02 2.5時間分
「あ、樹生くんのお姉さん。お疲れ様です。お迎えですね」
「橘先生、お世話になっております」
慣れた足取りで職員室へ向かう。樹生が小学生になってから、熱が出て今回みたいに迎えで呼ばれるから校舎にも詳しくなってしまったし、先生たちにもよくしてもらっている。職員室へ向かう途中、今の樹生の担任である、橘先生にあった。
「この時間アルバイトでしたよね?大丈夫でしたか?」
「はい、理解してくれるバイト先で。」
「それならよかったです。樹生くんお姉さん呼ばないでって言って聞かなかったんです。多分、我慢してたんでしょう。午前中も普通に体育に参加させてしまったので、体調が悪化してしまったんだと思います。気づかずにすみませんでした」
「いえ、わたしも樹生の異変に気づかなかったので」
先生がわたしに謝る。そんなに気にしなくていいのに。逆にわたしがもっと樹生のこと気にかけてれば樹生が無理してるのにも気づけた。
ガラガラ
保健室に着くと、ベッドに横になっている樹生がいる。顔色が悪いし、震えている。息苦しそう。
「すみません、先生。また連絡はしますがこの様子だと明日も学校来れないと思います。今日とりあえず病院に連れて行きます。ご迷惑をおかけしました」
「いえいえ、お大事になさってください。お姉さんも無理せずほどほどに」
「ありがとうございます」
樹生を抱えて保健室を出た。樹生は、生まれた時2000g以下のいわゆる低出生体重児で、その後も他の子と比べて大きくなるのが少し遅い。8歳でもおんぶで移動なんて余裕の重さ。少し前はこの子を憎んだこともあった。でも、この子が、私の唯一の家族で、この子のためにも生きなければならないと思ってる。

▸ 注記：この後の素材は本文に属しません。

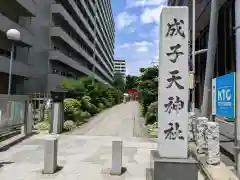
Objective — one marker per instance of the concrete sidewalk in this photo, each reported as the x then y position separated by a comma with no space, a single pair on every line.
85,153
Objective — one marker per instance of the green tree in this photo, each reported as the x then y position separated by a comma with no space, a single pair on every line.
131,82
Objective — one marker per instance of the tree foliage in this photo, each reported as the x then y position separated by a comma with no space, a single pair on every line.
148,91
85,99
131,82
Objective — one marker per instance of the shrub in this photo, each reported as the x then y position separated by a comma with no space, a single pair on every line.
101,106
151,115
88,106
81,116
71,106
44,125
69,125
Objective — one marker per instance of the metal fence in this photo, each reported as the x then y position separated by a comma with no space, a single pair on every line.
12,111
41,104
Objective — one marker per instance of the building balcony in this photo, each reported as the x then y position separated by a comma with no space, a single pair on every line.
18,67
58,32
58,9
54,80
26,8
26,36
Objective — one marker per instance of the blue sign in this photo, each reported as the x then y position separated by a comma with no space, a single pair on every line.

色々と考えているうちに樹生のかかりつけの病院に着いた。
「ただの風邪だね。肺炎とかではないよ」
「よかった」
生まれた時から、お世話になっている先生に大丈夫だって言ってもらえると安心できるなぁ。
「お薬も出しておくから、飲ませてあげてね」
「はい、ありがとうございます」
先生に見てもらってる間も樹生は、目を開けなかった。開ける元気もなかった。
「神崎さん、お会計こちらになります」
3765円。薬代込みでこの値段。バイト⒉5時間分くらい、か。
そんなことを考えていた時、
ピロン
スマホが鳴った。あぁ、最悪だ。なんで今日なんだろう。